KEAN - "Kean non è mai stato fuori rosa. È venuto una volta in ritardo, ogni tanto capita. Non è successo assolutamente niente. Ha avuto un colpo, vecchio, dove ha avuto una ricaduta, ma ora sta bene ed è a disposizione. Mercato? No, mancano 6 giorni alla chiusura e dobbiamo pensare a domani. Credo che rimarremo questi e sono molto contento".
POGBA - "Sta meglio, ha fatto una settimana di lavoro intenso e domani sarà a completa disposizione e potrà essere anche utilizzato".
SZCZESNY - "Domani non ci sarà Szczesny, perché ha ricevuto un colpo nella partitella di ieri. E giocherà Perin".
FORMAZIONE - "Per gli altri dieci ho ancora due dubbi, deciderò domani mattina. Uno a centrocampo e uno sull'esterno".
BOLOGNA - "Giocano bene e hanno giocatori molto bravi, specialmente in attacco. Col Milan hanno tirato 17 volte in porta. Se non l'affronti col piglio giusto, facendo un'ottima partita difficilmente la porti a casa. Entusiasmo giusto, ma ci vuole calma. La normalità sarà tornare a vincere più partite possibili. Bisogna continuare a lavorare come stiamo facendo. Con voglia, cercando di migliorare le situazioni di squadra e singole”.
BONUCCI - "Non c'è da aggiungere nessun commento, ne abbiamo già parlato. Non serve a niente. Leo sa la situazione, la Juventus è stata chiara. Su questo andiamo avanti".
ROSA - "Quest'anno abbiamo una rosa diversa, dovremo correre molto. Ogni anno quando partiamo do sempre un indirizzo alla squadra, in base alle caratteristiche dei giocatori che abbiamo a disposizione".
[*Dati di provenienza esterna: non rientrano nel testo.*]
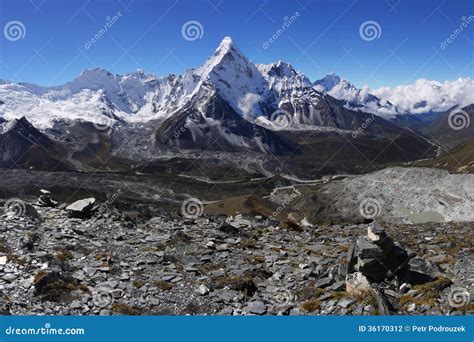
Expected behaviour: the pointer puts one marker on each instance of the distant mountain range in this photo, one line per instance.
(227, 104)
ULTIMI 30 MINUTI - "Come fare meglio che a Udine? Dobbiamo avere una migliore gestione della palla. Bisogna migliorare in molte cose, non bisogna esaltarsi. Dobbiamo valutare i miglioramenti della squadra ma continuare a lavorare. L'anno scorso la Juve è arrivata terza sul campo. Dobbiamo continuare a lavorare e cavalcare l'entusiasmo coi giovani. Ma non dobbiamo strafare. Se andiamo dietro all'euforia ci possiamo fare male. Poi a cambiare i giudizi ci vuole un attimo, il calcio è bestiale".
ARABIA - "Rimpianto no, anche perché alla Juve avevo firmato un contratto di 4 anni. Quando andrò via voglio lasciare una squadra che avrà un futuro per anni. L'Arabia è una realtà, fanno le cose per bene perché hanno preso giocatori di alto livello ma anche medi. Io non sono preoccupato. Il mondo ora è globalizzato".
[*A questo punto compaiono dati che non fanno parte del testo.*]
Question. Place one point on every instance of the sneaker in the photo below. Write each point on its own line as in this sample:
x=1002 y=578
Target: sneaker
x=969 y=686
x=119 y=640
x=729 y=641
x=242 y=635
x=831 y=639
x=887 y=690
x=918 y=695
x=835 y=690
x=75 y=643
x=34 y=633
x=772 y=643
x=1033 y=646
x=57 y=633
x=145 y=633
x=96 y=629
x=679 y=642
MERCATO - "Lukaku? Abbiamo dei giocatori giovani e questo è di buon auspicio. Sapevamo, con Giuntoli e Manna, che sul mercato dovevamo fare poco".
SCUDETTO - "Dire 'vinceremo lo Scudetto' sono tutti titoli che servono a voi, a noi non servono a niente. Noi dobbiamo pensare solo a domani al Bologna".
LUKAKU - "Non parlo di altri giocatori. Vlahovic, Chiesa, Milik e Kean sono quattro giocatori forti e importanti. Chiesa lo vedo bene, propositivo. Lo vedo bene. Poi abbiamo Yildiz che secondo me ha grandi prospettive. Sono molto sereno su questo. Lukaku alla Roma cambia la corsa Scudetto? Se è andato alla Roma non solo. Io so che noi abbiamo 4 attaccanti, 5 con Yildiz, e sono molto contento. Il 31 agosto avremo più chiarezza sulla forza delle altre squadre".